"Gila, cowok ini baik juga ya ternyata. Aku kira sifat dinginnya dia gak akan peduli sama orang lain justru sebaliknya dia baik banget."
"Ran ... Ran ... Ran ... halo kamu baik-baik saja 'kan?" ucap Sheren sambil melambai-lambaikan tangannya ke mataku.
"Hhhh ... iya Sher ada apa?" jawabku sambil kebingungan.

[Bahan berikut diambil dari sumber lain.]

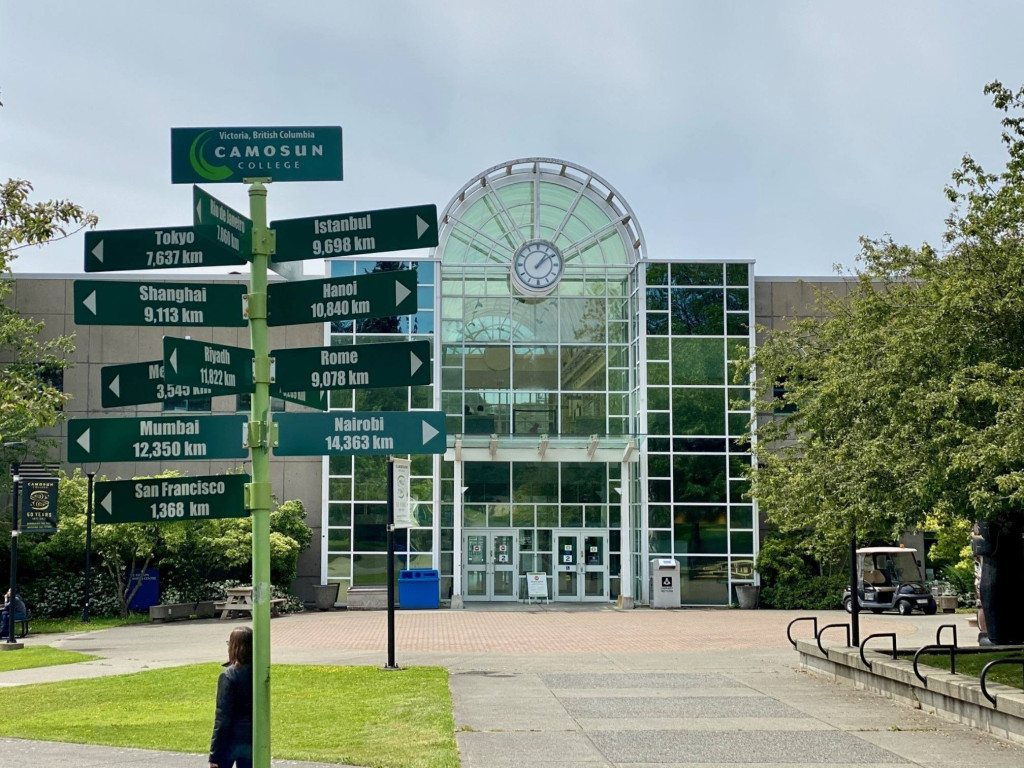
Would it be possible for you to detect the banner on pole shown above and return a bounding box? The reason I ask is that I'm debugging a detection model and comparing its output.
[19,477,59,534]
[392,458,412,529]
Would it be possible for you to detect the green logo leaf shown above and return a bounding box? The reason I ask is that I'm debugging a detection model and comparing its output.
[189,131,233,182]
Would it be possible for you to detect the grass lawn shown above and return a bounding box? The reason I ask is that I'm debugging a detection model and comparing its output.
[919,650,1024,690]
[0,646,98,673]
[29,614,150,635]
[0,663,457,768]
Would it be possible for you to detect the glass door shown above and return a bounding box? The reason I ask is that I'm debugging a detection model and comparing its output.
[554,531,609,602]
[463,530,518,601]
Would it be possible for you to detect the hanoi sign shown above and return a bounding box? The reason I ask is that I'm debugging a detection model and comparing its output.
[271,340,430,392]
[73,280,247,327]
[67,415,248,463]
[274,411,447,456]
[95,474,250,524]
[84,227,246,273]
[266,270,417,327]
[171,126,343,184]
[270,204,438,261]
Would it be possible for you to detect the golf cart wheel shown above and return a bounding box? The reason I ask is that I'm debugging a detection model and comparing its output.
[923,603,937,615]
[896,600,913,616]
[842,596,853,614]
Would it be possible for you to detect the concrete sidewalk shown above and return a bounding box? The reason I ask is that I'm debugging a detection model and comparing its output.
[1,608,1021,767]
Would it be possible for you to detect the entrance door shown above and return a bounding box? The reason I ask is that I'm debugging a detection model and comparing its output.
[554,531,609,602]
[463,530,518,601]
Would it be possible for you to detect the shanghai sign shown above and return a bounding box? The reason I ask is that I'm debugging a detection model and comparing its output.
[73,280,247,327]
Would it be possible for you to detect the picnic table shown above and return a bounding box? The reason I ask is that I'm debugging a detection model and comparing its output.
[213,587,285,620]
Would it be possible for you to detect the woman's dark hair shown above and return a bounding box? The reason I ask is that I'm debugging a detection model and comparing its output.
[227,626,253,666]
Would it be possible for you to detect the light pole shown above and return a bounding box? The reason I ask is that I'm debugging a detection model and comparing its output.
[3,441,27,646]
[83,471,95,622]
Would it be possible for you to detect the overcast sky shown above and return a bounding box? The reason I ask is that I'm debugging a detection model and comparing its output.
[3,1,1020,277]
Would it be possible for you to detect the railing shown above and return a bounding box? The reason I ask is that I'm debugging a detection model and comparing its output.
[980,657,1024,706]
[859,633,897,670]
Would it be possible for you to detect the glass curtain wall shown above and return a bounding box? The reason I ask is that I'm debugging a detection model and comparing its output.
[643,261,756,605]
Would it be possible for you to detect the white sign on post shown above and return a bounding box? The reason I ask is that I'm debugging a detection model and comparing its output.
[526,572,548,598]
[392,457,412,528]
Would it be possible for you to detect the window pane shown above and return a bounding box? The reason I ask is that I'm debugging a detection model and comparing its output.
[672,388,726,434]
[513,346,558,389]
[679,556,729,604]
[671,289,723,335]
[674,506,728,554]
[673,455,727,503]
[671,338,724,385]
[671,263,722,286]
[561,347,606,390]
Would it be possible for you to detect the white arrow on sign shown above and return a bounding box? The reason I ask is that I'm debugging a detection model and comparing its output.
[422,420,439,445]
[415,215,430,239]
[76,428,91,454]
[100,492,113,516]
[395,281,411,306]
[83,291,97,315]
[410,351,423,376]
[196,199,203,223]
[91,240,104,263]
[169,349,178,373]
[108,375,120,399]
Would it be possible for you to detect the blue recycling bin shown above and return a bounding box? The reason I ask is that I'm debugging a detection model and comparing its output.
[398,569,440,609]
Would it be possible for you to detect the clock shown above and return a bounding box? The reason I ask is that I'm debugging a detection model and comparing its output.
[511,239,564,296]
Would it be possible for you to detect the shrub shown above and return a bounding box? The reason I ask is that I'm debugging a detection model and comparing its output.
[756,529,846,609]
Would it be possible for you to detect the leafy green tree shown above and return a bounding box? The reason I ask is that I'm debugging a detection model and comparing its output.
[749,82,1024,563]
[0,179,96,452]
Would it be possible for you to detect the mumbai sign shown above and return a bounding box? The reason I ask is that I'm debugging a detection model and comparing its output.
[271,340,430,392]
[171,126,343,184]
[193,186,252,257]
[73,280,247,327]
[270,204,438,261]
[67,415,248,463]
[100,360,212,408]
[163,337,254,396]
[274,411,447,456]
[84,227,247,273]
[266,270,417,327]
[94,474,250,524]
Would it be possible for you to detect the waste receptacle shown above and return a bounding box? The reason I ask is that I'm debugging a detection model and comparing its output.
[650,558,680,608]
[398,569,440,609]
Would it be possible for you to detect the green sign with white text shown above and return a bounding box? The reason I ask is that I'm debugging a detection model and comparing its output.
[67,415,248,463]
[95,474,250,524]
[171,126,343,184]
[272,340,431,392]
[84,227,247,272]
[274,411,447,456]
[163,337,254,396]
[73,280,247,327]
[266,270,417,327]
[193,186,252,257]
[100,360,211,408]
[270,204,437,261]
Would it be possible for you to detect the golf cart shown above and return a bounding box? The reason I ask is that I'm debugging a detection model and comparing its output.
[842,546,937,616]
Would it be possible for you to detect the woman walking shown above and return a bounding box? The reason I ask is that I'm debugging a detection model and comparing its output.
[209,626,253,768]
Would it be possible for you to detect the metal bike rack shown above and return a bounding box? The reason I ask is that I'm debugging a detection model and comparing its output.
[816,623,851,657]
[786,616,818,649]
[936,624,958,648]
[980,658,1024,706]
[859,633,897,670]
[913,644,958,684]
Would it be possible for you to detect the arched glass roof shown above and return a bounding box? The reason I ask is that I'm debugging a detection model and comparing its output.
[435,158,646,267]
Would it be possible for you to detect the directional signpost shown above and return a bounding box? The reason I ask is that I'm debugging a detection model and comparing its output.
[163,337,254,396]
[269,388,327,411]
[193,186,252,257]
[67,415,248,463]
[94,474,250,524]
[73,280,247,327]
[84,227,247,272]
[271,340,430,392]
[270,204,437,261]
[273,411,446,456]
[100,360,211,408]
[266,270,417,327]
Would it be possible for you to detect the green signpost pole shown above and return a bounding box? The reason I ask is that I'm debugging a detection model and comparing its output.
[247,180,274,768]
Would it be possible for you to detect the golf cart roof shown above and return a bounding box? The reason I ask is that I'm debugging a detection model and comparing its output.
[856,547,918,555]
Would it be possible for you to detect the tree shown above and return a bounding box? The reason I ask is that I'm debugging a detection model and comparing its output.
[748,82,1024,640]
[0,179,97,451]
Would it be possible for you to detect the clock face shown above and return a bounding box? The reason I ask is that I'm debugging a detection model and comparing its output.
[511,240,564,296]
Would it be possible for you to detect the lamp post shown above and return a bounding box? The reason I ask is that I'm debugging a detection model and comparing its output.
[83,471,95,622]
[3,441,27,645]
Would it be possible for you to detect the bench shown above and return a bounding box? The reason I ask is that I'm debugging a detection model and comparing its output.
[346,585,388,610]
[213,598,287,620]
[149,601,219,623]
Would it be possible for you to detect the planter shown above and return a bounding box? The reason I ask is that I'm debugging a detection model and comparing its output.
[736,584,760,609]
[974,519,1024,644]
[937,595,958,614]
[312,582,340,611]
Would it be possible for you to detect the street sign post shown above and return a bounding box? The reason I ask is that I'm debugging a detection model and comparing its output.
[266,270,417,327]
[73,280,247,327]
[271,340,430,392]
[94,474,250,524]
[273,411,446,456]
[171,126,343,184]
[193,186,252,257]
[270,204,437,261]
[67,415,248,463]
[268,388,328,411]
[163,337,254,396]
[84,227,247,273]
[100,360,211,408]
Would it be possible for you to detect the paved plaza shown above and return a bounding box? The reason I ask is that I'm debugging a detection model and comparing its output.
[1,606,1022,767]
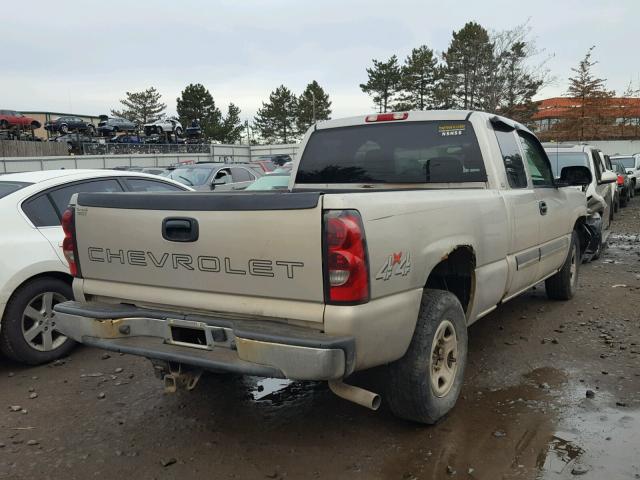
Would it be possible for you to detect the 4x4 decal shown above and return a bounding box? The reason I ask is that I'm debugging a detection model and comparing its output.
[375,252,411,281]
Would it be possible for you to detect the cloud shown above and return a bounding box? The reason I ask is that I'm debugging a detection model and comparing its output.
[2,0,638,119]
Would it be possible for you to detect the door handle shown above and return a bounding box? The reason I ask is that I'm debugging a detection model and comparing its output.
[539,201,548,216]
[162,217,199,242]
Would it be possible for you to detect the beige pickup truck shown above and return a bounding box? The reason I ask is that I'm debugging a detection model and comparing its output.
[54,111,594,423]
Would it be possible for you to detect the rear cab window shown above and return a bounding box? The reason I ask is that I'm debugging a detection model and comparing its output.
[295,121,487,184]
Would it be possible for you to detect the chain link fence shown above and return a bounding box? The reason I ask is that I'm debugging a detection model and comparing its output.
[82,143,212,156]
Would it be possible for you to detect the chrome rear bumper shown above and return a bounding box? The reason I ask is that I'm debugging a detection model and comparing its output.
[53,301,354,380]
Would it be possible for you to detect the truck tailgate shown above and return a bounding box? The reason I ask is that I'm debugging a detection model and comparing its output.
[72,192,325,319]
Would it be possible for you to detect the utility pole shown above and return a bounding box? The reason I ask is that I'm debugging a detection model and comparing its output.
[245,120,251,145]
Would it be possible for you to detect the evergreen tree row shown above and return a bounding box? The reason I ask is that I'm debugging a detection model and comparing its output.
[111,84,244,143]
[360,21,548,124]
[253,81,332,144]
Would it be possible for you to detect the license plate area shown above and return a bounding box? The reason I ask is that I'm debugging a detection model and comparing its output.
[165,318,232,350]
[170,325,207,347]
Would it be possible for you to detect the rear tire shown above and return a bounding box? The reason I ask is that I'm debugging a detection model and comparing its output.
[546,231,579,300]
[385,289,468,424]
[60,124,69,134]
[0,277,75,365]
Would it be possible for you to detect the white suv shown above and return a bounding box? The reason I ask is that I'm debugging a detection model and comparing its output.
[0,170,190,364]
[544,143,617,258]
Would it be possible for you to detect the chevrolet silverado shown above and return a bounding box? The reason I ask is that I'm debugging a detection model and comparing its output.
[54,111,593,423]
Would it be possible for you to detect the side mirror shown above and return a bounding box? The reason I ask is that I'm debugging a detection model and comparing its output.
[558,166,592,187]
[211,178,226,190]
[598,170,618,185]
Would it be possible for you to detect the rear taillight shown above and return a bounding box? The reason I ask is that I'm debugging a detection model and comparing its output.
[61,208,78,277]
[323,210,369,304]
[617,175,624,186]
[365,112,408,123]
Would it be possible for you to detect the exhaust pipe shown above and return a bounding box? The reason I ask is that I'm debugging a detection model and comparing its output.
[328,379,381,411]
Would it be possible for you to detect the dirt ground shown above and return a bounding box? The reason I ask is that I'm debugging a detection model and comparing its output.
[1,200,639,480]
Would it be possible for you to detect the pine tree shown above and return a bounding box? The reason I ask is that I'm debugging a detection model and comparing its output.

"Tuh 'kan pasti kamu lagi melamun tentang ketos itu ya?" ledeknya.
"Apaan sih Sheren, sok tahu banget deh!"
"Iya deh, maaf," ucap Sheren.
      Hari ini ayah menjemputku untuk pulang karena ayah tahu takutnya aku tidak mendapatkan kendaraan umum untuk pulang. Saat aku bertemu ayah di gerbang sekolah, ayah terkejut ketika melihat lukaku ini. Diintrogasilah aku seperti berada di dalam sel penjara atas tuduhan tindakan kejahatan.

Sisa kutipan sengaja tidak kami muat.